8.5       Pupils will:

  • Be made aware of any relevant part of the policy, appropriate to age and ability;
  • Be expected to act in accordance with any relevant part of the policy;
  • Experience a curriculum and environment which is respectful of diversity and difference and prepares them well for life in a diverse society;
  • Understand the importance of reporting discriminatory bullying and racially motivated incidents;
  • Ensure any peer support programme within the school promotes understanding and supports pupils who are experiencing discrimination.

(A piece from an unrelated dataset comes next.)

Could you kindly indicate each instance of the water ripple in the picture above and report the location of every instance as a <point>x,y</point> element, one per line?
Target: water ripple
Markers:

8.6       Parents, Guardians & Carers will:

  • Have access to the policy;
  • Be encouraged to support the policy;
  • Have the opportunity to attend any relevant meetings/awareness raising sessions related to the policy;
  • Have the right to be informed of any incident related to this policy which could directly affect their child.


All visitors, volunteers and contractors are responsible for complying with the school’s Single Equality Policy – non-compliance will be dealt with in the first instance by Mrs E Proffitt (Head Teacher).


9          Consultation and involvement

It is a requirement that the development of this policy has been informed by the input of staff, pupils and parents/guardians and carers. We have achieved this by using the following to shape the plan:


  • Input from the Governing Body through school’s policy development and ratification processes;
  • Input from staff through school’s Policy Development Process;
  • Input from any relevant staff surveys or through staff meetings/INSET;
  • Feedback from parents/ guardians;
  • Feedback from the school council;
  • PSHCE curriculum content- long term planning;
  • Issues identified in annual reviews or reviews of progress on Individual Education Plans/Personalised Provision Maps, mentoring and support.


10        Action Planning


This policy is supported by an action plan, the progress of which is monitored and evaluated by the Governing Body. The action plan that identifies the equality objectives for the school arising from this scheme has:


  • Clear allocation of responsibility;
  • Clear allocation of resources, human and financial;
  • Clear timescales;
  • Expected outcomes and success criteria;
  • Specified dates for review.


The effectiveness of this action plan will be evaluated and also reflected in:


  • School’s self-evaluation;
  • School’s work towards / retention of the Inclusion Quality Mark;
  • Discussions with the School Improvement Partner.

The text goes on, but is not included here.